Day Four. Face is hot and sunburned, except for sunglasses pattern. Bisque-colored foundation fails to match bright red skin. I re-cleanse and use boat mate's SPF head to toe. Melted eyebrow pencil gets stuck in sharpening device. Apply brows using broken-off tip. Mascara comes out thick and clumpy. We swim and snorkel. A lot. Manage to extract a quarter-sized blob of SPF from tube. Mixed with salt on skin, it feels a bit like crushed walnut shell exfoliant. At dinner, taverna waiter uses what little English he knows to suggest I stay out of the sun. "No more sun for you!" embeds itself in my married-life vernacular. Back on the boat, Marcus relishes using the phrase repeatedly. Our boat mates egg him on. He hones his impression of the waiter, drapes a napkin over his forearm, inquires about menu selections, then feigns astonishment at my crimson face. We laugh until it hurts.

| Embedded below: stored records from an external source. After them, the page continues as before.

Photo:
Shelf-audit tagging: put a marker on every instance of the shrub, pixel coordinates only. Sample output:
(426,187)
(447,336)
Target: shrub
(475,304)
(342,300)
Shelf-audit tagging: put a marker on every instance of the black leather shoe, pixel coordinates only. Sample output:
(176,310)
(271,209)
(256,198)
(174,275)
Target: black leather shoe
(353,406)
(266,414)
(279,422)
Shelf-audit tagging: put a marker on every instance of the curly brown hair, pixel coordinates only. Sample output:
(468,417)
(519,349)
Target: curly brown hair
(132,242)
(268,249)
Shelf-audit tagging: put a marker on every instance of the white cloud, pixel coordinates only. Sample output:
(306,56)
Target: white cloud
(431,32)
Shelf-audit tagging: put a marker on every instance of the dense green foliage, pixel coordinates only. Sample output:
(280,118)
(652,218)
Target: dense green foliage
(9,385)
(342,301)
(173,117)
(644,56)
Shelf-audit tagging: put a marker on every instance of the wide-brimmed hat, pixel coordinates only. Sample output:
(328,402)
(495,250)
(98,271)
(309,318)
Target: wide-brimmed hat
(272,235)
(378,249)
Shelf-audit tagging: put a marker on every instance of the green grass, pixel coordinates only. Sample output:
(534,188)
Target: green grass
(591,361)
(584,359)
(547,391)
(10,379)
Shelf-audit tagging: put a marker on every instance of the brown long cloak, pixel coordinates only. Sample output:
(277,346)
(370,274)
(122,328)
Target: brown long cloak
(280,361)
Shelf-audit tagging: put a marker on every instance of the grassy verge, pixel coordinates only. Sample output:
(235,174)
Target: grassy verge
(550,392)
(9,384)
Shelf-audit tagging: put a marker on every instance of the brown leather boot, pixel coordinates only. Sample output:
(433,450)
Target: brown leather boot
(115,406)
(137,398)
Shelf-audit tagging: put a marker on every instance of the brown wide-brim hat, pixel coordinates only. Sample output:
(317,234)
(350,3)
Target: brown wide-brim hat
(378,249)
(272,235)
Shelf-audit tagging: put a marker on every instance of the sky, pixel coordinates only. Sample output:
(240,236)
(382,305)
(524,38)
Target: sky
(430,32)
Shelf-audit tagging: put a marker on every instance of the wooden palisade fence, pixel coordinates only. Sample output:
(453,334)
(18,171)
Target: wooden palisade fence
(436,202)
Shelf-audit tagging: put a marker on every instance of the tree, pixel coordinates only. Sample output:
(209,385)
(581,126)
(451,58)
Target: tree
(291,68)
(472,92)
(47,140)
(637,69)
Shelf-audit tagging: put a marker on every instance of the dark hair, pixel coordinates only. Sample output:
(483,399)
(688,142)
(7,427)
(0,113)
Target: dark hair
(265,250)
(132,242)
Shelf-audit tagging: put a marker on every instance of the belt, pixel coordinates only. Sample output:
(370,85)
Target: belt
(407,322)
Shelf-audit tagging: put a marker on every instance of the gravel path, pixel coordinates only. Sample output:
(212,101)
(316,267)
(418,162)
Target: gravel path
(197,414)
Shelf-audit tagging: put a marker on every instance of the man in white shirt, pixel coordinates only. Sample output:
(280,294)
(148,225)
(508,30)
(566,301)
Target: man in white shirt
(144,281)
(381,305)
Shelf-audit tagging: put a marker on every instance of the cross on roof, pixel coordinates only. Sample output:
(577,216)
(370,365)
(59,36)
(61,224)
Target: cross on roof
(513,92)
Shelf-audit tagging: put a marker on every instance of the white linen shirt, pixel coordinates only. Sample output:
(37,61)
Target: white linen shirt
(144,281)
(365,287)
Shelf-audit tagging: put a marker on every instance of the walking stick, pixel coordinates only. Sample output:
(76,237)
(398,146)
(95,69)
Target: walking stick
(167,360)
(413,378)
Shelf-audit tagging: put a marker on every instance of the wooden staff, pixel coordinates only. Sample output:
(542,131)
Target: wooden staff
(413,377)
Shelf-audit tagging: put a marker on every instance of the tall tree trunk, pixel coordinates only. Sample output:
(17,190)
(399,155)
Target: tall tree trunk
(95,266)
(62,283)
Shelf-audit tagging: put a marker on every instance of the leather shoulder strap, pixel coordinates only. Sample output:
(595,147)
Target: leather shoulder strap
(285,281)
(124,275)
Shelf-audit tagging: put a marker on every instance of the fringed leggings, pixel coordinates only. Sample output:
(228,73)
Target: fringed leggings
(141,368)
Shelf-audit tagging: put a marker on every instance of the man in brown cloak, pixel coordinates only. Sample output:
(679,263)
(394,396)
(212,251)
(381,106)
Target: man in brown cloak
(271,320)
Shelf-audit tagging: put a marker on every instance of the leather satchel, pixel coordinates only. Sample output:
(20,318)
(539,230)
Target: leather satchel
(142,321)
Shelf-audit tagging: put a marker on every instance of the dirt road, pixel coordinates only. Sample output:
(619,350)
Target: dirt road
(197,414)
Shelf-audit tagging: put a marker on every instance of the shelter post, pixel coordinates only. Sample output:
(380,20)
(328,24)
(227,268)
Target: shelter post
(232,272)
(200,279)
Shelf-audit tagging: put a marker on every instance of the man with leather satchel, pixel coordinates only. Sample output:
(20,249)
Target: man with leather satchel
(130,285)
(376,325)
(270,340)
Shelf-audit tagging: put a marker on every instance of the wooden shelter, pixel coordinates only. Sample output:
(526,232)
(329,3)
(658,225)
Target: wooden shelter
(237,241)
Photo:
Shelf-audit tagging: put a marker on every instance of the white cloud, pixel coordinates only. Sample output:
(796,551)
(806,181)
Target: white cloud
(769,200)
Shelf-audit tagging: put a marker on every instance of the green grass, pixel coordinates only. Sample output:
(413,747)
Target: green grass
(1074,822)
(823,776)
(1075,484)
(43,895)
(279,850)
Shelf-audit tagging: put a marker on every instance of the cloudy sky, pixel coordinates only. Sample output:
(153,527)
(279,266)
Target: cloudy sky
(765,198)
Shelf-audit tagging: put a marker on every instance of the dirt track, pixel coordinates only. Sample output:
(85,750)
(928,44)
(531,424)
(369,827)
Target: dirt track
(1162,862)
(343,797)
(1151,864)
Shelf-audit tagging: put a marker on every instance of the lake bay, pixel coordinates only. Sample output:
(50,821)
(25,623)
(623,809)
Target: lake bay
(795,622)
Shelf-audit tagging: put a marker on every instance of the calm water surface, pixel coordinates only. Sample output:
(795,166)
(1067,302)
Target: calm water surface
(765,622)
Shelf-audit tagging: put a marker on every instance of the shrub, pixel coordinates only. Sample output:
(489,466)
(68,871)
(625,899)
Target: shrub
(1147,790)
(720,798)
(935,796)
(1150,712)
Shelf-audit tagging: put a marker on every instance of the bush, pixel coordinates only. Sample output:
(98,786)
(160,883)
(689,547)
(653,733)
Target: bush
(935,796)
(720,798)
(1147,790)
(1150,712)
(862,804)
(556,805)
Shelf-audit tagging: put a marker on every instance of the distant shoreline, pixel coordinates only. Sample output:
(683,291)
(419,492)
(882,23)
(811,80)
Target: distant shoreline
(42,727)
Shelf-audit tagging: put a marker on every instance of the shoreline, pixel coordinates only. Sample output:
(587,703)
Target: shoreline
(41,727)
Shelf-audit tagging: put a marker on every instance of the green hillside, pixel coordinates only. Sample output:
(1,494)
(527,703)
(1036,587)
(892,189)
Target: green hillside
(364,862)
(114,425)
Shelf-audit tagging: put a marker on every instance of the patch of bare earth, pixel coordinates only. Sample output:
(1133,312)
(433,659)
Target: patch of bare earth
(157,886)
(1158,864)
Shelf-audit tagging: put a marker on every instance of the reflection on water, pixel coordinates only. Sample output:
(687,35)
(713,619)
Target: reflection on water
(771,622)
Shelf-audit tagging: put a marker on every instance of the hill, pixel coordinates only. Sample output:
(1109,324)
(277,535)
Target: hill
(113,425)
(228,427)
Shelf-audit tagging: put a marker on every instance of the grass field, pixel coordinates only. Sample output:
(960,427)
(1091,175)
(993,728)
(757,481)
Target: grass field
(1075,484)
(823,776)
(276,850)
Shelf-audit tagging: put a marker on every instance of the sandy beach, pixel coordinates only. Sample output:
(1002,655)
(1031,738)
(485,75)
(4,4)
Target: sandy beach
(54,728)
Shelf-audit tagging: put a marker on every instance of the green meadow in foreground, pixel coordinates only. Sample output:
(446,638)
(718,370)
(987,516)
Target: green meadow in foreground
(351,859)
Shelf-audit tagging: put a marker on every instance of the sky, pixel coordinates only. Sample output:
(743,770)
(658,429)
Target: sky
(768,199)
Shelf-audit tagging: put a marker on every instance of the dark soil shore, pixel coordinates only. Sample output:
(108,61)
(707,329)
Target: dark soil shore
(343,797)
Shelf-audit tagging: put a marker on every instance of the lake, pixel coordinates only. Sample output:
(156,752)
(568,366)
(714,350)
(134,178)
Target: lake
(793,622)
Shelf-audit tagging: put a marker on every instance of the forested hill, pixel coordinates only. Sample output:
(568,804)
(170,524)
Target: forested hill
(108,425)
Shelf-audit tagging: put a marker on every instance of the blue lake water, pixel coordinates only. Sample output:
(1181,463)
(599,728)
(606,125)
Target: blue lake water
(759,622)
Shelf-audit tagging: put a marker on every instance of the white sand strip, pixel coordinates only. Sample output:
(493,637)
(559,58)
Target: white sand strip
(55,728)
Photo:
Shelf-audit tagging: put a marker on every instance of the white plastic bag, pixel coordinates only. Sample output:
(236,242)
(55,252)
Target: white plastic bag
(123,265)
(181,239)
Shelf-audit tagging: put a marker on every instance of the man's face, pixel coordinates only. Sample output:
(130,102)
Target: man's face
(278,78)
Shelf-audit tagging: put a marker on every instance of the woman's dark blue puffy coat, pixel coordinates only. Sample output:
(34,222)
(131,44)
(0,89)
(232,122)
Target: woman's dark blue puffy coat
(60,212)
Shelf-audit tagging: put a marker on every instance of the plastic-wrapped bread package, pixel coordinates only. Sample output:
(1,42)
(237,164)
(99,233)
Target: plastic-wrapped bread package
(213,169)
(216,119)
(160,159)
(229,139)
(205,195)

Day Five. I awaken early. Pay an ancient and deeply wrinkled local woman 700 drachma to shower in her home. The fresh water is magical. I say thank you in Greek probably too many times. The woman is unamused or possibly ambivalent. I hunt down a souvenir stand and drop more drachma on new tubes of SPF cream for myself and my boat mate. The cool cream on my clean skin feels good. I hide out in the shade with the redheads. I am unable to fully crank the sail and forced to ask one of the guys to take over before I unravel completely. Shaking off my defeat, I join the group at dusk for hearty moussaka served at tables beside the sea. Then turn in early beneath a deep black sky that's festooned with bright white constellations and a mesmerizing Milky Way.
Day Six. Burn has subsided and skin has settled into a soft, golden brown. To save fresh water I quickly rinse off in the head, then slick my hair back Evita-style. My face looks healthy, so I apply a light layer of SPF cream and decide to go without makeup. On deck, the redheads comment on my ability to burn then tan. The guys say I look better without makeup. My hair gets mixed reviews. I raise the genoa and take a turn at the helm. Then relax on deck and dream about staying on as crew, sans Lancome. Marcus suggests I've had enough sun.